Celis A, Rasmussen H H, Celis P, Basse B, Lauridsen J B, Ratz G, Hein B, Ostergaard M, Wolf H, Orntoft T, Celis J E
Department of Medical Biochemistry and Danish Centre for Human Genome Research, The University of Aarhus.
Electrophoresis. 1999 Feb;20(2):355-61. doi: 10.1002/(SICI)1522-2683(19990201)20:2<355::AID-ELPS355>3.0.CO;2-N.
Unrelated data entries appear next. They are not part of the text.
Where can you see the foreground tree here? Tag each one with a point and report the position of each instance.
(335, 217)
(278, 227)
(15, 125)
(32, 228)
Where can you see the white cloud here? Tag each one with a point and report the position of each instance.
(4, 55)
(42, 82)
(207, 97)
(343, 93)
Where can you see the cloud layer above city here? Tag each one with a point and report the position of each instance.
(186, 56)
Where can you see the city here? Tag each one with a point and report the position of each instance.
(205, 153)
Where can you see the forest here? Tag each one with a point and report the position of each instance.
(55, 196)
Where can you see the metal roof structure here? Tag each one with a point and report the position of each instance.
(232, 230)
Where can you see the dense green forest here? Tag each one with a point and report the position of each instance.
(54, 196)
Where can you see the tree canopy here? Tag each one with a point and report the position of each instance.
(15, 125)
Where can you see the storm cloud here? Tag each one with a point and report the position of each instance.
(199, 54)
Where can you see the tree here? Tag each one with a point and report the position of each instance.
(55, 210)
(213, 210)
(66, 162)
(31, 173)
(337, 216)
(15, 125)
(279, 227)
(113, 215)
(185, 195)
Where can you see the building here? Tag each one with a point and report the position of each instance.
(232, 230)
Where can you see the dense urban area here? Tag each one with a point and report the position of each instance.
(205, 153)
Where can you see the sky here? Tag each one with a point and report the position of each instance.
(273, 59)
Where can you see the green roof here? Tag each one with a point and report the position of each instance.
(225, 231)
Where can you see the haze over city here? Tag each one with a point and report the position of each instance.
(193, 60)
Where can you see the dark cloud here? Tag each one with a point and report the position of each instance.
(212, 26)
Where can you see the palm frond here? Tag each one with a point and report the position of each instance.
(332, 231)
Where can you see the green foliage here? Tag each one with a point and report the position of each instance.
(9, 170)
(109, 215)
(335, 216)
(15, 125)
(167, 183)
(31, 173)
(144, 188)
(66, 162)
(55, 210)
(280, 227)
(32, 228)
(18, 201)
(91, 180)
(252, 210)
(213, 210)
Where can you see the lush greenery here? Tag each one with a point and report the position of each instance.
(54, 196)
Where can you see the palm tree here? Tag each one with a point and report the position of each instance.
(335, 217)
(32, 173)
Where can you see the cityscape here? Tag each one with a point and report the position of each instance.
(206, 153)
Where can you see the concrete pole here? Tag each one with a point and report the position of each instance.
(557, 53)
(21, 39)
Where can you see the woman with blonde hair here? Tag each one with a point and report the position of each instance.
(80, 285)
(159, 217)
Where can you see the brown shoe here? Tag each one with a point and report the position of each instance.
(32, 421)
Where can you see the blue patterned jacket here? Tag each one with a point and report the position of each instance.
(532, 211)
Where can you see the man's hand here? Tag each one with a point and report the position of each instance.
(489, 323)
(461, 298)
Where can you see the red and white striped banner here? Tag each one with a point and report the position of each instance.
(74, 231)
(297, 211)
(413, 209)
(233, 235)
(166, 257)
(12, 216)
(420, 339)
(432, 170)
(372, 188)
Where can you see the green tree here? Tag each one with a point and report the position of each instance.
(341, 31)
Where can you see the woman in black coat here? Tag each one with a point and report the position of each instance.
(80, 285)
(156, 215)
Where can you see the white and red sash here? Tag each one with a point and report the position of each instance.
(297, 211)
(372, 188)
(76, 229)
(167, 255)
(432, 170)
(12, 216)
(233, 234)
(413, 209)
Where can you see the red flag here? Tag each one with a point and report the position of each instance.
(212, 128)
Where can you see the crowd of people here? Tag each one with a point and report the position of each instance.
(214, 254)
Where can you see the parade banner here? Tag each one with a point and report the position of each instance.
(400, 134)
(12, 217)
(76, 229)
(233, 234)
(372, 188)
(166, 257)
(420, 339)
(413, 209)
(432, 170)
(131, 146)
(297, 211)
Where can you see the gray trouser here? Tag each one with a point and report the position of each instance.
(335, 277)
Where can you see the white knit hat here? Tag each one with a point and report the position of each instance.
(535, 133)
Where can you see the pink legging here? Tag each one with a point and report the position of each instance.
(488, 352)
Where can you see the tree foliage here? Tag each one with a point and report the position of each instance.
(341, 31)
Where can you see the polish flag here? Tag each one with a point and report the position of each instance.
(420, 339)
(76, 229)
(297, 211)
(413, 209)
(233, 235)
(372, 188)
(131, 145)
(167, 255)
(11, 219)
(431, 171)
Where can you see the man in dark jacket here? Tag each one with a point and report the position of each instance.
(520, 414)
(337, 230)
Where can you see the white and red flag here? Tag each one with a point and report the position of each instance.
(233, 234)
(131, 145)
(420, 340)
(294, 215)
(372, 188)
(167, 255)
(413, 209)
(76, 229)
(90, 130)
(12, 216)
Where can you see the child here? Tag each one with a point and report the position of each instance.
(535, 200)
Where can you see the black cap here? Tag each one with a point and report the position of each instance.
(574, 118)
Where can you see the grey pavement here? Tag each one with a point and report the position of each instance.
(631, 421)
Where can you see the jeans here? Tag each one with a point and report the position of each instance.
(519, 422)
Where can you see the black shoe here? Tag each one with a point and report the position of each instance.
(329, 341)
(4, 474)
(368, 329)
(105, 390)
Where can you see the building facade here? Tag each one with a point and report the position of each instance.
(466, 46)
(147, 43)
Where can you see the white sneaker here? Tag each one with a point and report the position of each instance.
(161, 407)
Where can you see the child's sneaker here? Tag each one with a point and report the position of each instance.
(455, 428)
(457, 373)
Fresh, superficial transitional cell carcinomas (TCCs) of low-grade atypia (3 grade I, Ta; 6 grade II, Ta), as well as primary cultures derived from them were labeled with [35S]methionine for 16 h, between 2 and 6 days after inoculation. Whole protein extracts were subjected to IEF (isoelectric focusing) two-dimensional polyacrylamide gel electrophoresis (2-D PAGE) followed by autoradiography. Proteins were identified by a combination of proteomic technologies that included microsequencing, mass spectrometry, 2-D PAGE immunoblotting and comparison with the bladder TCC protein database available on the internet (http://biobase.dk/cgi-bin/celis). Comparison of the IEF 2-D gel protein profiles of fresh tumors and their primary cultures showed that the overall expression profiles were strikingly similar, although differing significantly in the levels of several proteins whose rate of synthesis was differentially regulated in at least 85% of the tumor/culture pairs as a result of the short-term culturing. Most of the proteins affected by culturing were upregulated and among them we identified components of the cytoskeleton (keratin 18, gelsolin and tropomyosin 3), a molecular chaperone (hsp 28), aldose reductase, GST pi, metastasin, synuclein, the calreticulin precursor and three polypeptides of unknown identity. Only four major proteins were downregulated, and these included two fatty acid-binding proteins (FABP:FABP5 and A-FABP) which are thought to play a role in growth control, the differentiation-associated keratin 20, and the calcium-binding protein annexin V. Proteins that were differentially regulated in only some of the cultured tumors included alpha-enolase, triosphosphate isomerase, members of the 14-3-3 family, hnRNPs F and H, PGDH, hsp (heat-shock protein) 60, BIP, the interleukin-1 receptor antagonist, the nucleolar protein B23, as well as several proteins of yet unknown identity. The suitability of in vitro bladder tumor culture models to study complex biological phenomena such as malignancy and invasion is discussed.
对新鲜的、低级别异型性的浅表移行细胞癌(TCCs)(3例I级,Ta期;6例II级,Ta期)及其原代培养物在接种后2至6天用[35S]甲硫氨酸标记16小时。将全蛋白提取物进行等电聚焦(IEF)二维聚丙烯酰胺凝胶电泳(2-D PAGE),然后进行放射自显影。通过包括微量测序、质谱分析、2-D PAGE免疫印迹以及与互联网上可用的膀胱TCC蛋白质数据库(http://biobase.dk/cgi-bin/celis)进行比较等蛋白质组学技术的组合来鉴定蛋白质。新鲜肿瘤及其原代培养物的IEF 2-D凝胶蛋白质谱比较表明,尽管由于短期培养,在至少85%的肿瘤/培养物对中,几种蛋白质的合成速率受到差异调节,导致其水平有显著差异,但总体表达谱惊人地相似。大多数受培养影响的蛋白质被上调,其中我们鉴定出细胞骨架成分(角蛋白18、凝溶胶蛋白和原肌球蛋白3)、一种分子伴侣(hsp 28)、醛糖还原酶、GST pi、转移抑制蛋白、突触核蛋白、钙网蛋白前体以及三种身份不明的多肽。只有四种主要蛋白质被下调,其中包括两种被认为在生长控制中起作用的脂肪酸结合蛋白(FABP:FABP5和A-FABP)、与分化相关的角蛋白20以及钙结合蛋白膜联蛋白V。仅在一些培养肿瘤中差异调节的蛋白质包括α-烯醇化酶、磷酸丙糖异构酶、14-3-3家族成员、hnRNPs F和H、PGDH、hsp(热休克蛋白)60、BIP、白细胞介素-1受体拮抗剂、核仁蛋白B23以及几种身份不明的蛋白质。讨论了体外膀胱肿瘤培养模型用于研究诸如恶性肿瘤和侵袭等复杂生物学现象的适用性。